29. An antimicrobial composition for treating Witches' Broom disorder in plants, the composition prepared by a process comprising:

providing a mixture of cetylpyridinium chloride and chlorothalonil;

forming the antimicrobial composition by dissolving the mixture in urea and water.

30. The antimicrobial composition of claim 29, wherein the mixture includes about 5-30 wt % of cetylpyridinium chloride and a balance of chlorothalonil.

31. The antimicrobial composition of claim 29, wherein the weight ratio of cetylpyridinium to chlorothalonil in the mixture is about 10:90.

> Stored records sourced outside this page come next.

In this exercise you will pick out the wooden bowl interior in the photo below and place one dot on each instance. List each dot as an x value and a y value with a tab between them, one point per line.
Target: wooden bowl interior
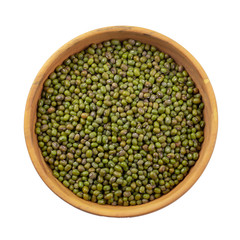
181	56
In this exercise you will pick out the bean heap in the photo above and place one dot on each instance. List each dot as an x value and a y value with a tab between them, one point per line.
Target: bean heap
120	123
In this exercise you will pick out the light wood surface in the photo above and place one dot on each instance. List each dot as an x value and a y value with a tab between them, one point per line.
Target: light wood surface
181	56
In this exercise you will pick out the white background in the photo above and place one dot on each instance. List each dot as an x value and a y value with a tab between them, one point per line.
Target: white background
33	30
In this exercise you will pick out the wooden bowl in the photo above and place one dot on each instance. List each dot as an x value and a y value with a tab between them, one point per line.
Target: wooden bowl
181	56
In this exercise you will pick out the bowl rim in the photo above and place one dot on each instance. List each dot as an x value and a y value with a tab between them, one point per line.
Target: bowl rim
107	210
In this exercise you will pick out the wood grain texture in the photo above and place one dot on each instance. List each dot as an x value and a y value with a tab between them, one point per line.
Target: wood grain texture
181	56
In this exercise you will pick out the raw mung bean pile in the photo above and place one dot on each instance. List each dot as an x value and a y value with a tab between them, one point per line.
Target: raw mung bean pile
120	123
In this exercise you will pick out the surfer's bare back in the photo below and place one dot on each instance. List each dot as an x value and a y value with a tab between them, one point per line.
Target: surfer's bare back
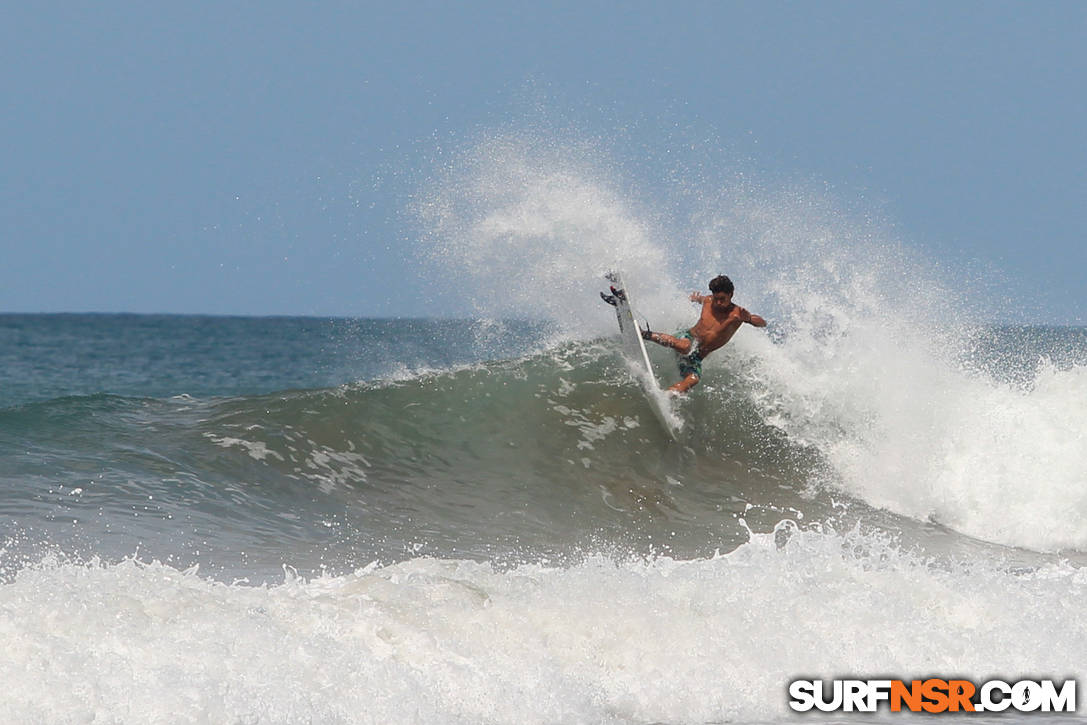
719	321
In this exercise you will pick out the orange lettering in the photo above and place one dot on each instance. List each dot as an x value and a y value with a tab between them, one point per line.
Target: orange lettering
935	691
899	694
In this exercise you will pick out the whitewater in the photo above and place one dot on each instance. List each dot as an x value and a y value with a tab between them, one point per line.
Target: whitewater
477	520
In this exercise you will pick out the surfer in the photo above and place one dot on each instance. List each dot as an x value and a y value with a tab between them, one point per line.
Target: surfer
716	324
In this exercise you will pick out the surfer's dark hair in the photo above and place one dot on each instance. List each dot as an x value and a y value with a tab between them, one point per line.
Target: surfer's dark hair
722	284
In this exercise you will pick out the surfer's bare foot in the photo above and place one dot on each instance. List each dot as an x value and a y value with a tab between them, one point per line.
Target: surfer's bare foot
684	385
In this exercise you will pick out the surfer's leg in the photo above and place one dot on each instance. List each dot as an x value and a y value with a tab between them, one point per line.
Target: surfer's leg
686	384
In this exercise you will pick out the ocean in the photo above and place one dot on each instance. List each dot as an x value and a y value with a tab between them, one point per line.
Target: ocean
279	520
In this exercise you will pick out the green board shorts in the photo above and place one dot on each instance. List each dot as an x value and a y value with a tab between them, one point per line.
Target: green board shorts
690	363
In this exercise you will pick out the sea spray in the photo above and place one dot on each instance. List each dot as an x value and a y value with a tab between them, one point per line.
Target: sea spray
447	641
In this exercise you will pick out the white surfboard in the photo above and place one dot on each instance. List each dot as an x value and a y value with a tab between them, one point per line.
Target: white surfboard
634	350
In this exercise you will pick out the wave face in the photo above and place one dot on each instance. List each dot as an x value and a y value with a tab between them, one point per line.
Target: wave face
348	521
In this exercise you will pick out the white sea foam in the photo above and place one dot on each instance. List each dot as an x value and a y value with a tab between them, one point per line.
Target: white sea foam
870	338
455	641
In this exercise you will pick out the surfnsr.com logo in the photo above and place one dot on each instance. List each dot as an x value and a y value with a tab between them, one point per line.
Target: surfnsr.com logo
933	696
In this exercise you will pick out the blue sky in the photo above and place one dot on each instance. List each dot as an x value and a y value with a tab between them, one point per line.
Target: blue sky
258	158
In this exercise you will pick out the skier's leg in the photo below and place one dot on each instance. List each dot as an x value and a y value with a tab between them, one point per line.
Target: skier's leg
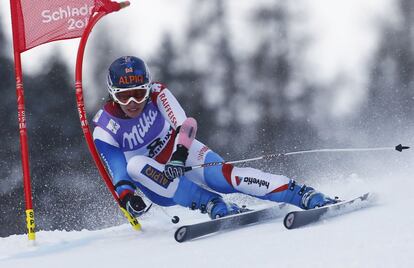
273	187
254	182
150	178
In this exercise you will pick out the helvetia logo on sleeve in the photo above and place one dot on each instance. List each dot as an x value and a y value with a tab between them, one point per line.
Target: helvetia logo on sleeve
250	181
155	175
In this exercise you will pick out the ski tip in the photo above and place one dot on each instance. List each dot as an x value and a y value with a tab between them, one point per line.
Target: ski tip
289	220
181	234
400	147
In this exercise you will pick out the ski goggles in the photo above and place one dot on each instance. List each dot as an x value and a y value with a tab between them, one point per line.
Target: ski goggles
124	96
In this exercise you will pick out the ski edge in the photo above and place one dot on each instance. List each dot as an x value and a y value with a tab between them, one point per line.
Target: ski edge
183	233
289	222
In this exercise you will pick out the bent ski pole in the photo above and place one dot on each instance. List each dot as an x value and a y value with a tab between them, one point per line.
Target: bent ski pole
399	148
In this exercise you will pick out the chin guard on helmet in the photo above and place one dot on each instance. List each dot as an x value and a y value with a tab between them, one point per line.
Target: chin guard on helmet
129	80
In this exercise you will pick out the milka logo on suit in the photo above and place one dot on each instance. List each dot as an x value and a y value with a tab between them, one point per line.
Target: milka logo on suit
138	132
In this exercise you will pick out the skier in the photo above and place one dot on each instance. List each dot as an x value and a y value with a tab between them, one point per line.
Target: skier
145	139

32. The antimicrobial composition of claim 29, wherein the weight ratio of mixture:urea:eater is in the range of 0.05-2:19.95-18:80.

33. The antimicrobial composition of claim 29, wherein the ratio of the mixture:urea:water is about 1:19:80.

34. An antimicrobial composition for preventing or inhibiting witches' broom disorder in plants, the composition produced by a process comprising:

forming a first mixture by admixing a chlorendic anhydride with chlorothalonil in the weight a ratio of about 0.05-5:99.95-95; and

dissolving the first mixture and urea in water in a weight ratio of about 0.5-2:19.95-18:80 to form the antimicrobial composition.

35. The antimicrobial composition of claim 34, wherein the weight ratio of chlorendic anhydride to chlorothalonil is about 1:99.

36. The antimicrobial composition of claim 34, wherein the ratio of the first mixture:urea:water is about 1:19:80.

37. An antimicrobial composition prepared by a process comprising:

providing a first mixture of chloramines-T and chlorothalonil in a weight ratio of about 1-10:99-90; and

dissolving the first mixture and a quantity of urea in water in a weight ratio of about 0.05-2:19.95-18:80 to form an antimicrobial composition.

38. The antimicrobial composition of claim 37, wherein the first mixture includes chloramines-T and chlorothalonil in the weight ratio of about 5:95.

39. The antimicrobial composition of claim 37, wherein the ratio of the first mixture:urea:water is about 1:19:80.

40. An antimicrobial composition prepared by a process comprising dissolving about 0.05-5 wt. % of chlorothalonil and about 12-20 wt % urea in about 80 wt % water to obtain the antimicrobial composition.

41. The antimicrobial composition of claim 40, wherein the weight ratio of chlorothalonil:urea:water is about 1:19:80.

42. An antimicrobial composition prepared by a process comprising dissolving about 0.05-5 wt. % of chloramine-T and about 12-29 wt % urea in about 80 wt % water to obtain the antimicrobial composition.

43. The antimicrobial composition of claim 42, wherein the weight ratio of chloramine-T :urea:water is about 1:19:80.

44. An antimicrobial composition prepared by a process comprising dissolving about 0.05-2 wt. % of trichloromelamine and about 19.95-18 wt % urea in about 80 wt % water to obtain the antimicrobial composition.

45. The antimicrobial composition of claim 44, wherein the weight ratio of trichloromelamine :urea:water is about 1:19:80.